The program - almost certain to head to the highest court as it was found unconstitutional by one judge and constitutional by another - has been staunchly defended by the NSA and its allies, who often mention the 9/11 attacks in their talking points.

"I much prefer to be here today explaining these programs, than explaining another 9/11 event that were were not able to prevent," reads one of the official NSA talking points.

From NBC:

While Stone said the mass collection of telephone call records was a "logical program" from the NSA's perspective, one question the White House panel was seeking to answer was whether it had actually stopped "any [terror attacks] that might have been really big."

"We found none," said Stone.

Those remarks directly contradict the NSA and its defenders, which claim understanding and/or "disruption" of over 50 potential terrorist plots since 9/11. President Obama echoed that point in June, telling reporters that "lives have been saved. We know of at least 50 threats that have been averted because of this information."
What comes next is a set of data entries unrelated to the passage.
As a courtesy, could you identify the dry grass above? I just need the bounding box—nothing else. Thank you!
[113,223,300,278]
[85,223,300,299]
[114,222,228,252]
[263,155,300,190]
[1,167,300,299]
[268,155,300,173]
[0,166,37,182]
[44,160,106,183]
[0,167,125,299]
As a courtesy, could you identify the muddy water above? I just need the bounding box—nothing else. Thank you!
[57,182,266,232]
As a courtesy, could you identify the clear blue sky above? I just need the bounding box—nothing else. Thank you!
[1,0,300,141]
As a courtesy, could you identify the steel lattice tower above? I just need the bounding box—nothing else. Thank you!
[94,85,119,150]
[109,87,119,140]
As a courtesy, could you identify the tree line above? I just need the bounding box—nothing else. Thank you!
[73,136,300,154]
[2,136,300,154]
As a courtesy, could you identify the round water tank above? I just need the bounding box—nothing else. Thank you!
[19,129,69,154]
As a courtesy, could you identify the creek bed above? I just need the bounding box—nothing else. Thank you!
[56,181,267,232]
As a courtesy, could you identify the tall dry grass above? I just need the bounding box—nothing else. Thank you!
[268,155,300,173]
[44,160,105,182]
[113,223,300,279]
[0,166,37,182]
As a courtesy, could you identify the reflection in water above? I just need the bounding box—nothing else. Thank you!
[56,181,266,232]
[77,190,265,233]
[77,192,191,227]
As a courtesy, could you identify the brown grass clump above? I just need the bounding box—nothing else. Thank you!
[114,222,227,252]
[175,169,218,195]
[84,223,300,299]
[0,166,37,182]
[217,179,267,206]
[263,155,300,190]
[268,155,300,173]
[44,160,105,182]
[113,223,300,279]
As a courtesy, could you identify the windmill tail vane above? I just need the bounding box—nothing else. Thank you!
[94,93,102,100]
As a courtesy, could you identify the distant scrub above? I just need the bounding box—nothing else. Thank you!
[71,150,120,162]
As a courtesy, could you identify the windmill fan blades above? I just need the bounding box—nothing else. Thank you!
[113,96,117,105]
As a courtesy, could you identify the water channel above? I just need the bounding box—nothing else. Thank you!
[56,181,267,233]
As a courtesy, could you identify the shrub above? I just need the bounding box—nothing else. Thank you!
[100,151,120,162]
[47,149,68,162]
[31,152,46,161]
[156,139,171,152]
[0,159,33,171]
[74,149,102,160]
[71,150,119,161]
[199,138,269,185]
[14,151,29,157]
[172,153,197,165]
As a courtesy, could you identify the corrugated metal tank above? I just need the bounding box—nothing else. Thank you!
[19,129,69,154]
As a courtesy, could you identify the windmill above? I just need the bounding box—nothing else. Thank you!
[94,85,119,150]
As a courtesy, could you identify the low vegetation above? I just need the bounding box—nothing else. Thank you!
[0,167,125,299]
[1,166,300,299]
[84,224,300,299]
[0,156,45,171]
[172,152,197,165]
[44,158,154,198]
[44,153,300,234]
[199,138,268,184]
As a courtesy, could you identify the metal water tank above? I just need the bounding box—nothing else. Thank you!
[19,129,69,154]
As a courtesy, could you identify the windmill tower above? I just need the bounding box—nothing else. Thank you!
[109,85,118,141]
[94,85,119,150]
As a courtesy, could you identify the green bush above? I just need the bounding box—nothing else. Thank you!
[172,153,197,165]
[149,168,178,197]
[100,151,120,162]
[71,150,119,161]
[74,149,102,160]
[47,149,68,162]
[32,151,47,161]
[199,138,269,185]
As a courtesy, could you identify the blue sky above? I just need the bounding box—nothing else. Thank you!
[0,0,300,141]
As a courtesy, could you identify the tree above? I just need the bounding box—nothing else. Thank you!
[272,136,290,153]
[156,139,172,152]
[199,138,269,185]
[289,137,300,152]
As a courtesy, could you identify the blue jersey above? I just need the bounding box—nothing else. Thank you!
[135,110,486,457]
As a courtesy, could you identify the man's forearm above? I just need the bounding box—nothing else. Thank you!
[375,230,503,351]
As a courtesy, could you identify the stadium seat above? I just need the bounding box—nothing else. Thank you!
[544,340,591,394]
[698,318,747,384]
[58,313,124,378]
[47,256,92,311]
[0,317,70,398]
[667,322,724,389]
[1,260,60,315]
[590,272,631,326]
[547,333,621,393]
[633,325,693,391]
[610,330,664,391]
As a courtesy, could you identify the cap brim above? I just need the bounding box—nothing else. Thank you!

The report noted that "there has been no instance in which NSA could say with confidence that the outcome [of a terror investigation] would have been any different" without the telephone records collection program.

Stone, one of five members of the panel which produced the 304-page report in December, was the only without experience in the intelligence community.

Not all members agree with his view of course. Panel member and former CIA executive Michael Morell defended the bulk collection and hoped for its expansion in the Washington Post on Dec. 27, writing, "Had the program been in place more than a decade ago, it would likely have prevented 9/11. And it has the potential to prevent the next 9/11."